We aimed to determine whether, during sustained viral suppression, CD4 T cell counts normalized in children and adults on long-term (4.4–9.6 years) HAART, and whether children, as they may have better reconstituting capabilities, demonstrated enhanced CD4 T cell recovery compared with adults. The mean CD4 T cell count at start of HAART (baseline) was 688 cells/µl blood (range: 50–2274) for children and 206 cells/µl blood (range: 19–560) for adults. Because T cell counts per microliter of blood decrease with age and stabilize at the start of adolescence, total CD4 T cell counts, as well as counts of CD4 T cell subsets, were normalized for age-matched control values, which were derived from our cohort of healthy volunteers and were similar to values published by others (39, 40). The mean normalized CD4 T cell number at the start of HAART was higher for children than for adults (39.5 and 25.7% of the age-matched control value, respectively). To make a comparison between T cell reconstitution in adults and children, and to evaluate the influence of baseline cell numbers on T cell reconstitution, we separately analyzed pediatric and adult patients with low and high CD4 T cell numbers at start of treatment. The value to discriminate these groups was chosen to be 25% of age-matched control values, which is equal to 200 CD4 T cells/µl blood in adults and delineates stages 1 and 2 vs 3 of the CDC classification system. In children with CD4 T cell counts <25% of their age-matched value at baseline, CD4 T cell counts reached similar levels within 1 year of HAART as in children who had higher baseline CD4 T cell counts (p = 0.80, Fig. 1) and in both groups CD4 T cell counts were not significantly different from age-matched values from 1 year of HAART onward. In contrast, in adults, the difference in CD4 T cell counts between the two groups remained throughout follow-up. After 1 year of HAART, CD4 T cell counts did not significantly differ from those of controls (p = 0.136) in adults with high baseline CD4 T cell counts. CD4 T cell counts in adults with low baseline CD4 T cell counts persistently lagged behind, but eventually after at least 7 years of HAART, CD4 T cell counts were attained which did not differ from control values (p = 0.176).

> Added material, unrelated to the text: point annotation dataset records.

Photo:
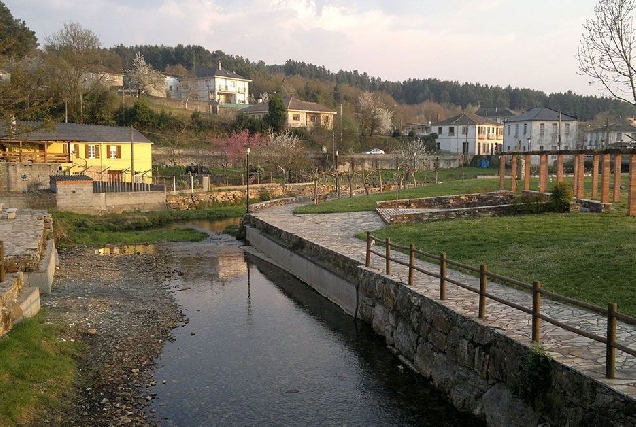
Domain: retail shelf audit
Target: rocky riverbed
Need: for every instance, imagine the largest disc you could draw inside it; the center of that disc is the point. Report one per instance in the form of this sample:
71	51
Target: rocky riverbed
121	307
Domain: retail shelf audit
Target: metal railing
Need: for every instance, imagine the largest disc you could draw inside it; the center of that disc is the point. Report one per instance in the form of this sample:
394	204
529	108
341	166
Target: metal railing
610	340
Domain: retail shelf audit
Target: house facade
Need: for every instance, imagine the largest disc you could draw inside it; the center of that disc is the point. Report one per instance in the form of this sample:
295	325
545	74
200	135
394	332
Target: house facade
300	114
219	86
104	153
540	129
469	134
611	135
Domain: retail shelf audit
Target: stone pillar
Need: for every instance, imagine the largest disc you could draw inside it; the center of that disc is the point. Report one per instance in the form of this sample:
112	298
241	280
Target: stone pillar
605	178
513	173
595	159
617	177
560	168
631	197
527	172
502	172
543	172
581	170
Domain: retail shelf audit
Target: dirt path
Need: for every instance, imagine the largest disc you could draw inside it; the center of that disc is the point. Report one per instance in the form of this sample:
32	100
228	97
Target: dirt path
121	308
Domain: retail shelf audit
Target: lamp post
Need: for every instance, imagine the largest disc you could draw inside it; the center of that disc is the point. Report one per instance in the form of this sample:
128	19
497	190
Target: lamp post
247	176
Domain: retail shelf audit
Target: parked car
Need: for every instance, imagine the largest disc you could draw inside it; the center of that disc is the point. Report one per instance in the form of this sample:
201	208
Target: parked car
374	151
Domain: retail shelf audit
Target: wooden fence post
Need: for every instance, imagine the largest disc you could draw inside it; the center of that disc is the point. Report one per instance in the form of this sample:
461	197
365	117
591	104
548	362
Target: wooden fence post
388	255
483	288
1	261
411	263
536	311
367	261
442	276
610	352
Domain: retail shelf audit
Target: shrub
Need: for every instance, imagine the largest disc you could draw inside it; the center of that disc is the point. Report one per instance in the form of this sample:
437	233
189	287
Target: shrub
561	197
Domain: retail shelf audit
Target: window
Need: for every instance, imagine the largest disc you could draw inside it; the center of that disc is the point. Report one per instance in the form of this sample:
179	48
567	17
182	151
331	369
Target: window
114	151
92	151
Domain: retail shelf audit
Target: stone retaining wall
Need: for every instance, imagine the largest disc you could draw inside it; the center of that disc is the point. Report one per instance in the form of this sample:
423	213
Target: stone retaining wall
478	368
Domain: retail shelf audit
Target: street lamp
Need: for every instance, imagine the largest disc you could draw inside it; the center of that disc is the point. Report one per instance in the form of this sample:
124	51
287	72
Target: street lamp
247	175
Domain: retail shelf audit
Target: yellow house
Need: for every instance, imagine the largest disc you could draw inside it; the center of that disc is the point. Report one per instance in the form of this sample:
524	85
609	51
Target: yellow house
299	113
104	153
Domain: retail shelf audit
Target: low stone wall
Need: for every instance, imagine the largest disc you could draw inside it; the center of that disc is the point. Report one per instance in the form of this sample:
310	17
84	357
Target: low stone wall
476	367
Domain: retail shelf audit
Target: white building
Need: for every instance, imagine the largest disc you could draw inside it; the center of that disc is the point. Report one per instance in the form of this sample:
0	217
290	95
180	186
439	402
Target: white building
217	85
469	134
540	129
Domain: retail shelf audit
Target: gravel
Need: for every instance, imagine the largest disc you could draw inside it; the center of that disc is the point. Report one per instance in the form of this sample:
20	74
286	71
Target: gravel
121	307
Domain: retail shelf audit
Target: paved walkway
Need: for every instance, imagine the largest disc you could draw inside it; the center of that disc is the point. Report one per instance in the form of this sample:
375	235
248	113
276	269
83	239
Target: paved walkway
337	232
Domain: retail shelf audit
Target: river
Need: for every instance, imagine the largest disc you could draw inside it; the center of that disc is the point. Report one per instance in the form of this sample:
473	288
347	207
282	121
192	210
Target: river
259	347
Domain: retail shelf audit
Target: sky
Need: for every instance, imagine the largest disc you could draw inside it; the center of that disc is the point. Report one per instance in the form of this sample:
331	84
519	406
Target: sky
492	42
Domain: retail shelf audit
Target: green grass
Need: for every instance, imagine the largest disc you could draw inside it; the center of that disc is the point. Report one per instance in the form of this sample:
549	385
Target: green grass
36	371
589	257
134	227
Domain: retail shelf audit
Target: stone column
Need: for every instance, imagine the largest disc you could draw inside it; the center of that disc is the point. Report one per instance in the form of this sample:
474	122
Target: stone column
502	172
605	178
513	173
527	172
543	172
581	170
595	159
617	177
631	197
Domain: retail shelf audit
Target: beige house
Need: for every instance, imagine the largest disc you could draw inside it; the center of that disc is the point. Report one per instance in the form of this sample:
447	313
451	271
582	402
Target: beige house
300	114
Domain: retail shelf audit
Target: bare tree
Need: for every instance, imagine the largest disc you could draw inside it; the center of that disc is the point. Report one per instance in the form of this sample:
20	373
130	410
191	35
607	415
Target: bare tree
607	44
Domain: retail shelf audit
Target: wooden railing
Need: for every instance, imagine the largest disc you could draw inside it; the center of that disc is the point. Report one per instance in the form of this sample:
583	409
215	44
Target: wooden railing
611	345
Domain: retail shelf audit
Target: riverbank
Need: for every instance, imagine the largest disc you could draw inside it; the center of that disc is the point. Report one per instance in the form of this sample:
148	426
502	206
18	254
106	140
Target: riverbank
121	309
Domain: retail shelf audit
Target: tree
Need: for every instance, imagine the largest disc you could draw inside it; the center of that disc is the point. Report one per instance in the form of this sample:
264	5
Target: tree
144	79
74	52
606	48
276	117
16	39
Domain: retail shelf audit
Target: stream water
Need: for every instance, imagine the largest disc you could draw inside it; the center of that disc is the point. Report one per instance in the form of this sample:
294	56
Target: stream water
260	347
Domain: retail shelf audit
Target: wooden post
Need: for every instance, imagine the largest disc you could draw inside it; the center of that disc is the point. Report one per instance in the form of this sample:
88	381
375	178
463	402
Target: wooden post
411	263
617	177
388	256
536	311
1	261
483	288
367	261
502	172
442	276
610	352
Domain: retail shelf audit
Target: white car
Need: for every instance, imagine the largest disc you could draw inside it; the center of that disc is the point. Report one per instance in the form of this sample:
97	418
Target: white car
374	151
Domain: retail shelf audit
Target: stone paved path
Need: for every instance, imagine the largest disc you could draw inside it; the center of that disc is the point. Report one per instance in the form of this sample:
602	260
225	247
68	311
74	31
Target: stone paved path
337	232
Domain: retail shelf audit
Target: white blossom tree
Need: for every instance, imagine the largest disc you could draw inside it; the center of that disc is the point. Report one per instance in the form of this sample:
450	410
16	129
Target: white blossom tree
145	79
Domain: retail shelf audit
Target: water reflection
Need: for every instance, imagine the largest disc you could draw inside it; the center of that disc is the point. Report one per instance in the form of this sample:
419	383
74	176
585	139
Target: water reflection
262	348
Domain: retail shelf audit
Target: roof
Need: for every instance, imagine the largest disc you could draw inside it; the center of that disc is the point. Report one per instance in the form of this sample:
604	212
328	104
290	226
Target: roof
495	112
466	119
81	133
291	104
541	114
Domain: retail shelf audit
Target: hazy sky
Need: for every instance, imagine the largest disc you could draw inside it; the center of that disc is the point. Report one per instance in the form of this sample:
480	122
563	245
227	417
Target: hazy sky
496	42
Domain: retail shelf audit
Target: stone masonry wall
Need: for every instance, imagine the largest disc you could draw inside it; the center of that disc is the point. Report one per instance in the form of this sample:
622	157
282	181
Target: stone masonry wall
476	367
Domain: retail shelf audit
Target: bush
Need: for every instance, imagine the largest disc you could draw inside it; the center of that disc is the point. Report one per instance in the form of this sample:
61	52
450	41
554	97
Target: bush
561	197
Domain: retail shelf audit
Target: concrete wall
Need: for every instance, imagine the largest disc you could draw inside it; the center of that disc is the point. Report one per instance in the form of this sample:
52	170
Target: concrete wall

View larger version (26K): [in this window] [in a new window]   FIGURE 1. CD4 T cell recovery in children and adults on HAART. CD4 T cell counts as a percentage of age-matched control values (denoted by dotted horizontal lines) are illustrated from start of HAART and thereafter. Children and adults were subdivided into two groups according to a baseline CD4 T cell number of 25% of control values. Data are shown as mean + SD. Statistical significance (*, p < 0.05) from 100% was determined by a one-sample t test, given the assumption that the groups are derived from a population with a normal distribution, as was confirmed by the nonparametric one-sample Kolmogorov-Smirnov test.

Although total CD4 T cell counts of children and adults had returned to normal levels after long-term HAART with sustained viral suppression, we questioned whether the naive T cell compartment had restored to normal levels and whether expansions within the memory T cell compartment had contracted. Because differences in naive and memory CD4 T cell subsets between children with high and low baseline CD4 T cell counts were not observed after long-term HAART (data not shown), the data are no longer presented separately for the two groups of children. In children, numbers of naive (CD27⁺CD45RO^–) CD4 T cells had returned to normal levels after long-term HAART, whereas numbers of memory (CD45RO⁺) CD4 T cells were significantly lower than in healthy age-matched controls (p = 0.004, Fig. 2). Adults with low baseline CD4 T cell counts had normal numbers of memory CD4 T cells and lower naive CD4 T cell counts after long-term HAART compared with healthy controls (p = 0.001, Fig. 2). In contrast, in adults with high baseline CD4 T cell counts, numbers of memory CD4 T cells were higher than in healthy controls (p = 0.022), and the naive CD4 T cell compartment had regained normal numbers (Fig. 2).

View larger version (26K): [in this window] [in a new window]   FIGURE 2. Recovery of CD4 T cell subsets in children and adults after long-term HAART. Numbers of naive (CD27+CD45RO–) and memory (CD45RO+) CD4 T cells after long-term HAART (4.4–9.6 years) expressed as percentage of age-matched control values in HIV-infected children, and adults with low or high baseline CD4 T cell counts. Adults were subdivided into two groups according to a baseline CD4 T cell number of 25% of control values. Data are shown as mean + SD. Statistical significance was determined by the nonparametric Mann-Whitney U test: *, p < 0.05; **, p < 0.01.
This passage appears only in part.